A is the reflection of B in the line OP and you need its coordinates (x,y). Notice that angle OBA and angle COP have perpendicular sides which is why the angle at B is $\theta$ and so is the angle at A. From triangle OBP you have the length of BP is $\cos\theta$ and so is the length of PA. So the length of BA is $2\cos\theta$ and from triangle ABR you have $x=2\cos\theta \sin\theta = \sin(2\theta)$. Can you see how to get y from the same triangle?

 

[Mondo]

Thanks for the answer LCKurtz.

Can you see how to get y from the same triangle?

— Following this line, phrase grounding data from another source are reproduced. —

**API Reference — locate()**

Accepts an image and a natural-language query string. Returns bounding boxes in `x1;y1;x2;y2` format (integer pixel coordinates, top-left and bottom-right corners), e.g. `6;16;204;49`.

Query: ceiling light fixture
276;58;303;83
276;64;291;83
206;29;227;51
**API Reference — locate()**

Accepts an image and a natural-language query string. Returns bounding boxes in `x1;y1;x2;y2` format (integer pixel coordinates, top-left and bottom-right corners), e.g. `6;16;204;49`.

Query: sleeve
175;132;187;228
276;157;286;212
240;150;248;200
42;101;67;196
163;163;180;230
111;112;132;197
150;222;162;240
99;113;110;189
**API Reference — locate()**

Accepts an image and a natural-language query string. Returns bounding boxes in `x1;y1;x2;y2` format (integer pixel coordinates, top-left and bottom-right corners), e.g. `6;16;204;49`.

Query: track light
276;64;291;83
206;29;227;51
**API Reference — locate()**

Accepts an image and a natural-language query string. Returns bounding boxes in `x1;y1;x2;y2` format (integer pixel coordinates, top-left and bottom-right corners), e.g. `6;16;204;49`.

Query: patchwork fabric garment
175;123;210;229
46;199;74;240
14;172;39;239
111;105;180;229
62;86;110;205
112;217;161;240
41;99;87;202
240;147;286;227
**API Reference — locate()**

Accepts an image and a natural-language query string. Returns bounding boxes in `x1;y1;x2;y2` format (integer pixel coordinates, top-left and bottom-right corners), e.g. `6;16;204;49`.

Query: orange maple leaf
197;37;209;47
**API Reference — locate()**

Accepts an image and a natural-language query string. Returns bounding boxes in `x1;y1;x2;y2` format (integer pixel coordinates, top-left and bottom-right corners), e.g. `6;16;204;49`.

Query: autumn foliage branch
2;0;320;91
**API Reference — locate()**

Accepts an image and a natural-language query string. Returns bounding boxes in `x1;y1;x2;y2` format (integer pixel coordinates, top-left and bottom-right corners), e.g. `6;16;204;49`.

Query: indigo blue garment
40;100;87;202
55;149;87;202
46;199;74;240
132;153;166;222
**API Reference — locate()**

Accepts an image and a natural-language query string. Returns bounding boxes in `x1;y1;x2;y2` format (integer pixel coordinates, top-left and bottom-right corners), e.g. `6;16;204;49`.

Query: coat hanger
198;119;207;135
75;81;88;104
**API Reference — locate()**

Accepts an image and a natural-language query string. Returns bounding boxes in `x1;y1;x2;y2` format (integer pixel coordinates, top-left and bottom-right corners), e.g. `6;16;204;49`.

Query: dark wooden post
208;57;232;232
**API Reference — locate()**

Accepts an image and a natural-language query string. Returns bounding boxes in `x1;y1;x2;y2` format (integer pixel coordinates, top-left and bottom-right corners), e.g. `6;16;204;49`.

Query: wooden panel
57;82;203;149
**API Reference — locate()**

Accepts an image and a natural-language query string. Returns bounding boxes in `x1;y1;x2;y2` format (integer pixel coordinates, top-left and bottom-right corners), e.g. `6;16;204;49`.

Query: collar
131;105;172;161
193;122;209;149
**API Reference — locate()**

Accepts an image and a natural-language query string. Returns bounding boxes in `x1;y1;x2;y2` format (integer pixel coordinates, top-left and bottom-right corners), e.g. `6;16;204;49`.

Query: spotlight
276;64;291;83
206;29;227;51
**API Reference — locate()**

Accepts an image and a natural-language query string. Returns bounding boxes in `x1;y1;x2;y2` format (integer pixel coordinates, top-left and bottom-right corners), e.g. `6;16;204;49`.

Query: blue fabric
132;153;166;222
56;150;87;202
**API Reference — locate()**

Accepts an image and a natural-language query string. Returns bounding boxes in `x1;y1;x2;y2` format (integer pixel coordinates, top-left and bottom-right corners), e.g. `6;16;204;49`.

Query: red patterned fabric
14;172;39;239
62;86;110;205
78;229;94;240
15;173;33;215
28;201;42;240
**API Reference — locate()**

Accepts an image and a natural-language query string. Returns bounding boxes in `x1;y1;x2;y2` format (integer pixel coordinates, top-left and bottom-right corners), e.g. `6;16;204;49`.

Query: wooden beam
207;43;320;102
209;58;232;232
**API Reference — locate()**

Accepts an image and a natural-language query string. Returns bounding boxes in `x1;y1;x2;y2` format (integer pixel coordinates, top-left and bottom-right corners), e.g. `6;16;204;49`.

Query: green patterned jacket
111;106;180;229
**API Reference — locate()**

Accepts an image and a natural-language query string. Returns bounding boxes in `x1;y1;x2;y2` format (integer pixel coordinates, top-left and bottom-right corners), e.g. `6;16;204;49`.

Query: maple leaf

Yes in fact I have already solved that but in a different way than you do. I can follow the reasoning of your solution but have one questions - how are you sure that the angle at P is a right angle?

 

[pka]

I have one questions - how are you sure that the angle at P is a right angle?

If you know that $A$ is the reflection of $B$ through $P$ then $\angle OPB$ is a right angle.

A is the reflection of B in the line OP and you need its coordinates (x,y)

 

[Mondo]

Yep, that's is obvious... thanks